Two times a day, Kasereka Mulanda comes to a new kind of Ebola treatment center to visit his wife, easing the isolation of a highly contagious disease.
Stepping to the clear plastic sheeting around the cubicle where his wife is staying, he can speak with her without the need for a protective suit. In a part of Congo that faces a deadly Ebola outbreak for the first time, the contact is reassuring.
“When she looks at me and smiles and asks how our two children are doing, I tell her they are well,” the 24-year-old Mulanda said. “I feel that we are together again and that she will quickly return home.”
The current Ebola outbreak in northeastern Congo, declared on Aug. 1, has become a testing ground in more ways than one. Over 7,000 people have received an experimental Ebola vaccine. More than two dozen have received one of several experimental treatments. Simply combating the virus is a challenge in a densely populated region, roamed by multiple armed groups, that health workers have called a war zone.
Now one aid group for the first time is treating confirmed Ebola victims in what is called the CUBE, individual biosecure units used in emergencies involving highly infectious diseases.
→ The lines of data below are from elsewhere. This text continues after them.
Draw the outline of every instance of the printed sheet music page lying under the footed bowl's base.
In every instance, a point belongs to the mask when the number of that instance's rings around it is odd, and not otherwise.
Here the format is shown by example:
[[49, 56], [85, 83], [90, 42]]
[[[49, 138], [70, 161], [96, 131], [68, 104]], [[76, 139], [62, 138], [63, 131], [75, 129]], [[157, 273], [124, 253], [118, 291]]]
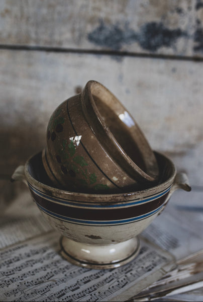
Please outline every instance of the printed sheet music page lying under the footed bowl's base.
[[169, 253], [144, 240], [135, 260], [109, 270], [72, 265], [60, 256], [59, 249], [55, 231], [2, 249], [0, 300], [121, 301], [132, 296], [127, 291], [120, 299], [127, 289], [133, 286], [137, 293], [174, 267]]

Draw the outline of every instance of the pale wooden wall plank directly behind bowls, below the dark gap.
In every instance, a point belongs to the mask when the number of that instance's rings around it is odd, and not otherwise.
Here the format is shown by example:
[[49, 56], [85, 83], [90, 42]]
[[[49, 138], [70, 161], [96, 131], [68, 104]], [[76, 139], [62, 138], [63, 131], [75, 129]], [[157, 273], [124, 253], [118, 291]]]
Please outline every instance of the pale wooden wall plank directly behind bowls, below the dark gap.
[[154, 149], [202, 185], [203, 63], [14, 50], [0, 57], [2, 174], [39, 152], [53, 110], [96, 80], [127, 107]]

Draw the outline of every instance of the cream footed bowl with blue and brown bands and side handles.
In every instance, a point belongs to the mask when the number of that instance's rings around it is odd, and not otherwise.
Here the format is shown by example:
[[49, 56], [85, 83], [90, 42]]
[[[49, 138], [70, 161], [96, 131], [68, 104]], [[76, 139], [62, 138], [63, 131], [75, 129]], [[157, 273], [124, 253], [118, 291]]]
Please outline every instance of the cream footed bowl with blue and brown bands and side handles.
[[61, 254], [69, 262], [96, 269], [119, 267], [136, 257], [139, 235], [163, 210], [177, 188], [189, 191], [185, 174], [155, 153], [157, 186], [122, 194], [87, 194], [54, 188], [43, 170], [41, 153], [16, 170], [48, 222], [61, 234]]

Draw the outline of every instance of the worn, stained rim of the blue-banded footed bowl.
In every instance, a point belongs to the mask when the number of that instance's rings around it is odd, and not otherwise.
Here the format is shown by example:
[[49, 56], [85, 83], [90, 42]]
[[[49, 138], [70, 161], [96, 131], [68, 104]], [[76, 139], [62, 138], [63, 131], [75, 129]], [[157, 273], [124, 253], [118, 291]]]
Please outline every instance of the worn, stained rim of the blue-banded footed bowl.
[[[41, 154], [41, 152], [39, 152], [38, 154]], [[31, 186], [34, 186], [35, 188], [39, 188], [39, 186], [42, 187], [42, 190], [46, 192], [46, 194], [48, 193], [51, 193], [51, 195], [53, 196], [57, 196], [57, 195], [61, 195], [61, 198], [64, 198], [66, 195], [70, 198], [70, 196], [74, 196], [74, 198], [79, 198], [79, 202], [84, 202], [82, 200], [80, 200], [81, 198], [88, 198], [88, 203], [92, 203], [92, 202], [95, 202], [95, 200], [98, 200], [97, 202], [98, 203], [125, 203], [126, 201], [129, 201], [129, 198], [131, 196], [136, 196], [137, 199], [142, 199], [142, 198], [145, 198], [145, 197], [148, 197], [148, 196], [151, 196], [154, 194], [158, 194], [160, 193], [161, 191], [165, 190], [166, 188], [169, 188], [170, 186], [172, 186], [173, 182], [174, 182], [174, 179], [175, 179], [175, 175], [176, 175], [176, 168], [175, 168], [175, 165], [173, 164], [173, 162], [165, 155], [159, 153], [159, 152], [156, 152], [154, 151], [154, 154], [155, 156], [157, 157], [160, 156], [162, 158], [164, 158], [165, 160], [167, 160], [169, 163], [170, 163], [170, 166], [172, 168], [172, 171], [171, 171], [171, 176], [165, 180], [164, 182], [156, 185], [156, 186], [153, 186], [153, 187], [150, 187], [150, 188], [147, 188], [147, 189], [144, 189], [144, 190], [140, 190], [140, 191], [134, 191], [134, 192], [123, 192], [123, 193], [110, 193], [110, 194], [107, 194], [107, 193], [104, 193], [104, 194], [96, 194], [96, 193], [82, 193], [82, 192], [71, 192], [71, 191], [66, 191], [66, 190], [63, 190], [63, 189], [59, 189], [59, 188], [55, 188], [55, 187], [51, 187], [49, 185], [46, 185], [42, 182], [40, 182], [39, 180], [35, 179], [33, 176], [31, 176], [30, 172], [29, 172], [29, 164], [30, 164], [30, 161], [35, 157], [37, 156], [37, 154], [31, 156], [26, 164], [25, 164], [25, 167], [24, 167], [24, 173], [25, 173], [25, 179], [26, 181], [31, 185]], [[32, 190], [32, 188], [31, 188]], [[54, 194], [52, 194], [52, 192]], [[151, 193], [151, 194], [150, 194]], [[60, 198], [60, 197], [58, 197]], [[122, 198], [123, 201], [118, 201], [119, 198]], [[109, 201], [108, 201], [109, 200]], [[73, 202], [75, 201], [76, 202], [76, 199], [75, 200], [72, 200]], [[84, 202], [86, 203], [86, 201]]]

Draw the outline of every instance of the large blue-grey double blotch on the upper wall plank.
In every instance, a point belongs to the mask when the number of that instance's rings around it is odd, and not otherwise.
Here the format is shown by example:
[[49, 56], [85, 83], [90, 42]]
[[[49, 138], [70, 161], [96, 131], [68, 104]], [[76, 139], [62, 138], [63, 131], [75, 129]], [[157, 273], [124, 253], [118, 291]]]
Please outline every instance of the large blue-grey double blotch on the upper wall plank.
[[89, 42], [99, 46], [120, 50], [123, 45], [138, 42], [143, 49], [157, 51], [160, 47], [172, 47], [180, 37], [186, 37], [181, 29], [169, 29], [162, 22], [144, 24], [139, 32], [134, 31], [126, 24], [123, 28], [119, 24], [106, 25], [103, 20], [87, 38]]

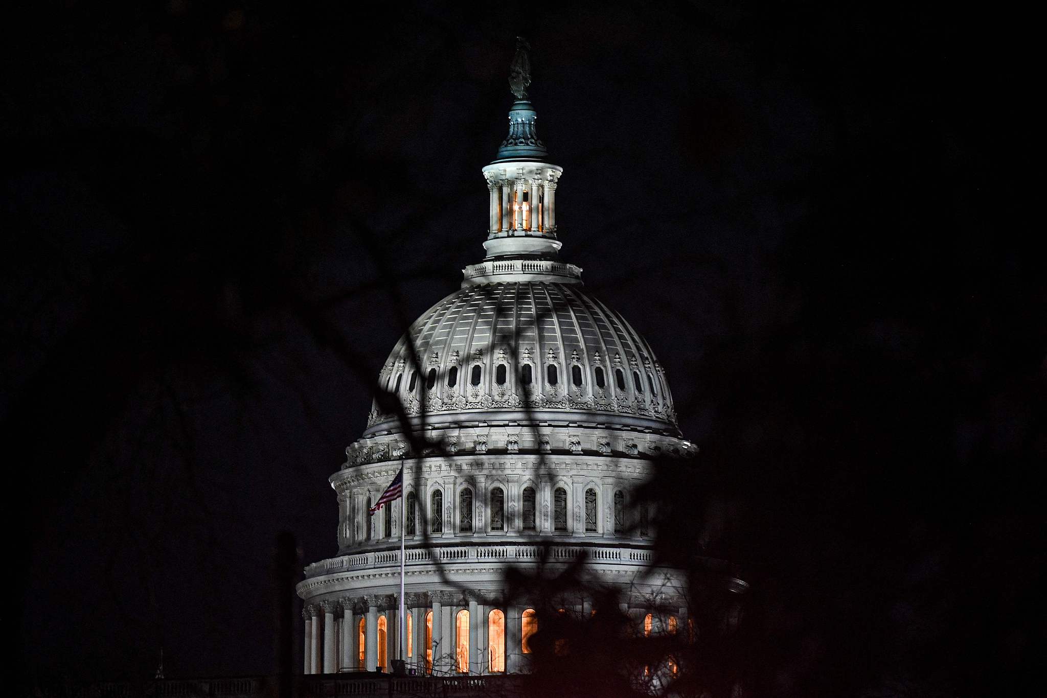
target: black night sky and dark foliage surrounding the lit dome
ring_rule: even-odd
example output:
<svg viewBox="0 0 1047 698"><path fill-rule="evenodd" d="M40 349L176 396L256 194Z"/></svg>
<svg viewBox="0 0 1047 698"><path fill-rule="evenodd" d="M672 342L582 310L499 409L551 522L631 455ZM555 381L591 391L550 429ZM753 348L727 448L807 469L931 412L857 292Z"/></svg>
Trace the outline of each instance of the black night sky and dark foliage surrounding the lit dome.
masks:
<svg viewBox="0 0 1047 698"><path fill-rule="evenodd" d="M482 256L526 33L564 257L701 446L715 551L753 584L751 686L1040 680L1027 19L99 4L8 17L3 48L22 672L149 677L161 647L168 676L273 671L276 533L335 553L326 479L369 382Z"/></svg>

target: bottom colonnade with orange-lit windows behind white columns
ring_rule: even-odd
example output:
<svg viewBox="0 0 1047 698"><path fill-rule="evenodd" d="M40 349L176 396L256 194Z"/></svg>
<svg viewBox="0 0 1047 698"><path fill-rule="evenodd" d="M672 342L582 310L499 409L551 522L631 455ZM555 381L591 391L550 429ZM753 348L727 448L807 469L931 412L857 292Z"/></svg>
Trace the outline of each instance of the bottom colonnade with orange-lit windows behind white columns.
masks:
<svg viewBox="0 0 1047 698"><path fill-rule="evenodd" d="M587 616L592 604L585 601L572 609ZM406 634L401 638L395 594L343 596L307 605L303 609L305 673L392 672L399 656L419 673L529 670L528 637L537 630L537 617L527 605L485 605L459 592L430 591L407 593L405 610ZM652 614L622 604L621 611L645 634L687 627L683 607L673 608L670 614Z"/></svg>

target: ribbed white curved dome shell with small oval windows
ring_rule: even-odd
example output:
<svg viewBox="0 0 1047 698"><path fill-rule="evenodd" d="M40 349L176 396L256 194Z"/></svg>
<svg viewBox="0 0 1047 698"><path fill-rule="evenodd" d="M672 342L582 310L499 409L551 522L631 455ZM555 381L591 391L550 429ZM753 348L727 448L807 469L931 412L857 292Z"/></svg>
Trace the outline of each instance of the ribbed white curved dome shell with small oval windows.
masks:
<svg viewBox="0 0 1047 698"><path fill-rule="evenodd" d="M672 398L650 346L580 285L467 286L429 309L409 334L421 371L404 337L379 381L408 416L424 409L465 422L477 412L520 419L521 410L533 410L540 419L553 412L580 420L567 413L585 412L601 423L675 430ZM395 418L376 406L369 427L396 428Z"/></svg>

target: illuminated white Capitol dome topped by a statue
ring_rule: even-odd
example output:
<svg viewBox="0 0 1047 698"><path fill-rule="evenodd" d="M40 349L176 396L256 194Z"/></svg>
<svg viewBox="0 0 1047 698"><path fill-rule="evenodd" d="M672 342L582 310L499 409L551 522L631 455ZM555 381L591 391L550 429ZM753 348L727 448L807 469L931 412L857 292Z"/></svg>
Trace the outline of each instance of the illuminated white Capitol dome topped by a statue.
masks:
<svg viewBox="0 0 1047 698"><path fill-rule="evenodd" d="M526 672L536 600L508 599L506 570L579 557L644 632L687 627L685 573L652 567L656 532L634 493L655 458L697 449L650 344L560 258L563 170L536 132L524 50L510 83L509 134L483 168L486 256L393 348L367 428L330 478L338 556L297 586L306 674L391 671L398 657L420 673ZM401 467L403 497L369 514Z"/></svg>

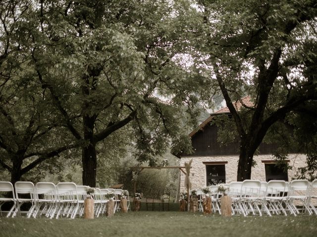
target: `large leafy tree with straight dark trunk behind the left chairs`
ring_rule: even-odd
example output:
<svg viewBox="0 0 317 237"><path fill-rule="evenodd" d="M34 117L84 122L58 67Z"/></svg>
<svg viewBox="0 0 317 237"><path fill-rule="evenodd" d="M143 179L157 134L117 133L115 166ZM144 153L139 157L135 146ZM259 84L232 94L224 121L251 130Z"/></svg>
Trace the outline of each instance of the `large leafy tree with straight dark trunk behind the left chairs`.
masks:
<svg viewBox="0 0 317 237"><path fill-rule="evenodd" d="M27 12L19 44L68 139L81 144L84 185L96 185L98 145L127 124L140 160L182 148L179 117L186 104L195 115L203 83L179 60L192 50L188 1L41 0Z"/></svg>

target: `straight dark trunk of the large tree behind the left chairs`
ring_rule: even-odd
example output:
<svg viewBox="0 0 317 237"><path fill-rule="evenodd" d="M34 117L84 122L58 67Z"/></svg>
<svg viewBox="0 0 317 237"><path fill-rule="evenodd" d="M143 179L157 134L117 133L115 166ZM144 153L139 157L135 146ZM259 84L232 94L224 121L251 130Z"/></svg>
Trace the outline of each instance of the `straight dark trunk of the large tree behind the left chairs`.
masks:
<svg viewBox="0 0 317 237"><path fill-rule="evenodd" d="M96 171L97 171L97 154L96 144L94 142L94 123L96 117L85 115L84 123L84 139L89 142L82 148L82 165L83 165L83 185L96 187Z"/></svg>

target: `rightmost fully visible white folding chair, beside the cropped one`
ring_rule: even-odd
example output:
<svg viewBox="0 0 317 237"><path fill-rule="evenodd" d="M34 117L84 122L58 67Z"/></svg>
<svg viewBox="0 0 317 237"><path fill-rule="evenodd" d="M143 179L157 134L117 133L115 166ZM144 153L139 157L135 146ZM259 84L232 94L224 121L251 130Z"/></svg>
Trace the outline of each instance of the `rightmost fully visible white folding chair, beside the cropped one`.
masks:
<svg viewBox="0 0 317 237"><path fill-rule="evenodd" d="M300 213L308 212L312 214L312 211L309 208L309 197L311 191L311 184L308 180L293 180L290 183L290 193L288 195L288 206L290 207L291 212L296 216ZM299 205L302 205L302 208L299 209Z"/></svg>

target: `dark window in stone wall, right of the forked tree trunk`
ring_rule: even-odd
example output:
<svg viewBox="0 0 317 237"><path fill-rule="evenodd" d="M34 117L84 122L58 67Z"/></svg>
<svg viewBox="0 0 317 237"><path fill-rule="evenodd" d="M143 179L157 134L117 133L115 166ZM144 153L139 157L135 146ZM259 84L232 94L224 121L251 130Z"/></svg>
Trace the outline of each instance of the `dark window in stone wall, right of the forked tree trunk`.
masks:
<svg viewBox="0 0 317 237"><path fill-rule="evenodd" d="M265 181L270 180L288 181L287 163L265 163Z"/></svg>

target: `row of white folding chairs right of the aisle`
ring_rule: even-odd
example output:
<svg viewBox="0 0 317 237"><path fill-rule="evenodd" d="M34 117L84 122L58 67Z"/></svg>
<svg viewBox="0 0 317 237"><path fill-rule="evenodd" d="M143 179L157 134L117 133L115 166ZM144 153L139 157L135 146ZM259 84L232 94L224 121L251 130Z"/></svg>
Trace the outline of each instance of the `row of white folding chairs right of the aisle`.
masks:
<svg viewBox="0 0 317 237"><path fill-rule="evenodd" d="M225 184L229 188L227 195L231 197L232 214L260 215L300 213L317 214L317 179L310 183L308 180L293 180L290 183L283 180L261 182L245 180ZM221 213L218 186L210 186L212 209ZM199 197L199 211L203 211L202 189L196 190Z"/></svg>

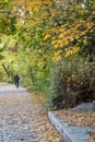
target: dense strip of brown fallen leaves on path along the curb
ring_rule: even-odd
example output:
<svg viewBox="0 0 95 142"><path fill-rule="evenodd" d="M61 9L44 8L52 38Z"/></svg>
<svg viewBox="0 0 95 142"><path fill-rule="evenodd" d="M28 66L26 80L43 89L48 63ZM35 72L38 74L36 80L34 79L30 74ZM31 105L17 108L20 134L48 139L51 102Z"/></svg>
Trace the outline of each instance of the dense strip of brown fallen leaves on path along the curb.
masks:
<svg viewBox="0 0 95 142"><path fill-rule="evenodd" d="M56 131L56 129L48 120L44 105L40 103L40 99L43 98L39 99L39 96L32 94L31 99L34 103L32 119L35 125L33 126L33 130L35 133L37 133L37 135L34 135L35 140L37 137L37 140L35 142L63 142L60 134Z"/></svg>

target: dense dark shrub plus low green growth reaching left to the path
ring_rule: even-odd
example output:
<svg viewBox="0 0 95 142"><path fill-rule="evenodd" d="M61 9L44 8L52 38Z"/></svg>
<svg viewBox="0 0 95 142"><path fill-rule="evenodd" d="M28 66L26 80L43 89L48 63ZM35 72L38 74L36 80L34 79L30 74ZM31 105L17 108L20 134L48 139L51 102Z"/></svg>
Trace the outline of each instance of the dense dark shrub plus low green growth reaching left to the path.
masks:
<svg viewBox="0 0 95 142"><path fill-rule="evenodd" d="M47 81L47 80L46 80ZM31 86L46 99L47 109L74 107L78 104L95 99L95 62L80 57L70 57L56 62L44 85ZM39 95L40 97L40 95Z"/></svg>

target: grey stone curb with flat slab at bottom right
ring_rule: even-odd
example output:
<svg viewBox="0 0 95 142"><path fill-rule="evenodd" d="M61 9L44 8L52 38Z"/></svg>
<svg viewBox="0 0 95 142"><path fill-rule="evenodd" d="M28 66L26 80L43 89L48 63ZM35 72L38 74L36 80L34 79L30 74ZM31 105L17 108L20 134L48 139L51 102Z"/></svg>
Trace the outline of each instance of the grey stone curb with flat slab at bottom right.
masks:
<svg viewBox="0 0 95 142"><path fill-rule="evenodd" d="M86 139L90 138L88 132L94 131L88 127L76 127L72 123L63 122L55 117L52 111L48 113L48 118L62 137L63 142L86 142Z"/></svg>

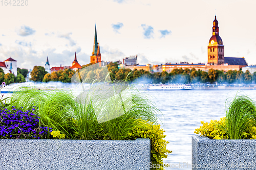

ALIMA (The Alliance For International Medical Action) runs the 18-bed center in Beni.
The cubicles, which have been used in outbreaks of Lassa fever in Nigeria and Marburg in Uganda, allow the treatment of Ebola to be more social for worried families, said Dr. Oummani Rouafi, ALIMA’s medical coordinator.
“It is very much unlike other centers where civilians cannot enter the treatment tents or approach what we call the ’red zone,’” said Claude Mahoudeau, the organization’s emergency response coordinator in Beni.
With the cubicles, health workers can largely operate without the protective equipment that posed a sweaty, humid challenge in the devastating West Africa outbreak in 2014-2016, instead treating patients via external arm holes.
Of the 16 confirmed Ebola cases treated at the center, four people have recovered, four remain in treatment and eight have died. Overall the outbreak in Congo’s North Kivu and Ituri provinces has seen 100 confirmed Ebola cases, including 58 deaths.
Health workers are tracking thousands of contacts of people and trying to persuade residents to use safe burial and other practices to limit the virus spread by the fluids of infected people.
The World Health Organization has expressed optimism that the efforts are working, but worries remain that the virus could spread into areas of active attacks by armed groups where it is unsafe to operate.
The threat was made clear Monday when suspected Allied Democratic Forces rebels killed a civilian close to a base of the U.N. peacekeeping mission near Beni. Djamali Mussa, head of civil society in the community of Mavivi, condemned the attack and called for more security for health workers.
At the new Ebola treatment center, fears about the hemorrhagic fever are calmed to some degree as family members pull up molded plastic chairs to the cubicles and even hold up small children to say hello.
While Mulanda said he likes the approach, he is eager to bring his wife home.
“We’ve been married for six years and it’s difficult to be alone and do the chores alone,” he said.